Gorsky left J&J in 2004 to become head of North American pharmaceuticals for Basel, Switzerland-based Novartis AG. He returned four years later, however, as company group chairman and worldwide franchise chairman for Ethicon in the medical devices business. In 2009, Gorsky was appointed worldwide chairman of the surgical care group and to J&J’s executive committee. He became vice chairman of the committee in January 2011. As CEO, he’ll be paid $1.2 million, according to a company filing.

Jeff Jonas, an analyst with Gabelli & Co. in Rye, N.Y., called Gorsky a “natural choice” for the CEO post. “I don’t think there’s going to be a huge change; he’s been involved in a lot of their recent decisions anyway,” he told Bloomberg.

Some critics feel those decisions should have prompted J&J’s leadership to find a more competent replacement for Weldon. Michael A. Kelly, a San Francisco, Calif.-based attorney suing the company, said he was shocked by J&J’s change in leadership.

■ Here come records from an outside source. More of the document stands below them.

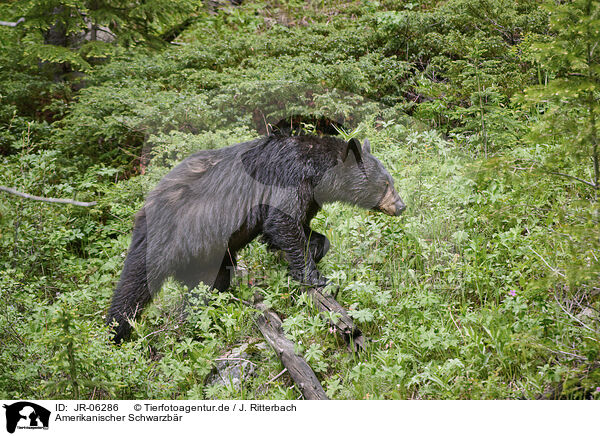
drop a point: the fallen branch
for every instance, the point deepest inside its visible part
(12, 24)
(343, 324)
(593, 185)
(270, 326)
(47, 200)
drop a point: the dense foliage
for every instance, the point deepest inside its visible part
(486, 113)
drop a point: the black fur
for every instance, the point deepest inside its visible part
(216, 201)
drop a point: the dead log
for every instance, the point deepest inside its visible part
(270, 326)
(343, 324)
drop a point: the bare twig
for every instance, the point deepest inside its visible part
(572, 316)
(277, 376)
(238, 359)
(547, 264)
(48, 200)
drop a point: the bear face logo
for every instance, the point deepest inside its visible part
(24, 414)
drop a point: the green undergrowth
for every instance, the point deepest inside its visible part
(485, 288)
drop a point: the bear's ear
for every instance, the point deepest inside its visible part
(366, 146)
(354, 146)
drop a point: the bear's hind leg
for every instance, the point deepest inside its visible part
(318, 244)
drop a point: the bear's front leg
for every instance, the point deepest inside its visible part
(317, 242)
(286, 233)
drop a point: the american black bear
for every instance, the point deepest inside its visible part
(27, 415)
(216, 201)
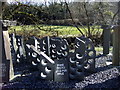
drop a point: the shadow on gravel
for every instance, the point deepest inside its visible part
(111, 83)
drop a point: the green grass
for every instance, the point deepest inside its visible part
(51, 30)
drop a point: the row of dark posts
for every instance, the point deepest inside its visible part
(52, 57)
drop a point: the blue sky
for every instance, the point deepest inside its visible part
(42, 1)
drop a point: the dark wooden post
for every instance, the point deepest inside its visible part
(116, 41)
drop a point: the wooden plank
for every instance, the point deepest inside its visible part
(116, 46)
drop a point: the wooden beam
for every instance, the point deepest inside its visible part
(116, 41)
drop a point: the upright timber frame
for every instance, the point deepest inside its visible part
(116, 41)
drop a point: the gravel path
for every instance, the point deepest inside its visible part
(105, 77)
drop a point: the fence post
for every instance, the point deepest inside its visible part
(116, 42)
(106, 39)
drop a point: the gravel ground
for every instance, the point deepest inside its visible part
(105, 77)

“It’s clear that the medical device division was not being well supervised, managed or run, certainly from 2006 through 2010, when the entire ASR debate was going forward,” Kelly, of Walkup, Melodia, Kelly & Shoenberger, noted to Bloomberg reporters. “I would think somebody would say at what cost are we making the profits and what message does it send that we promote the person who was in charge of this division to an even higher job, given the way that the entire ASR issue was handled.”

Sheri S. McCoy, a competitor of Gorsky’s for CEO, will continue in her role as head of the pharmaceutical and consumer group, according to J&J.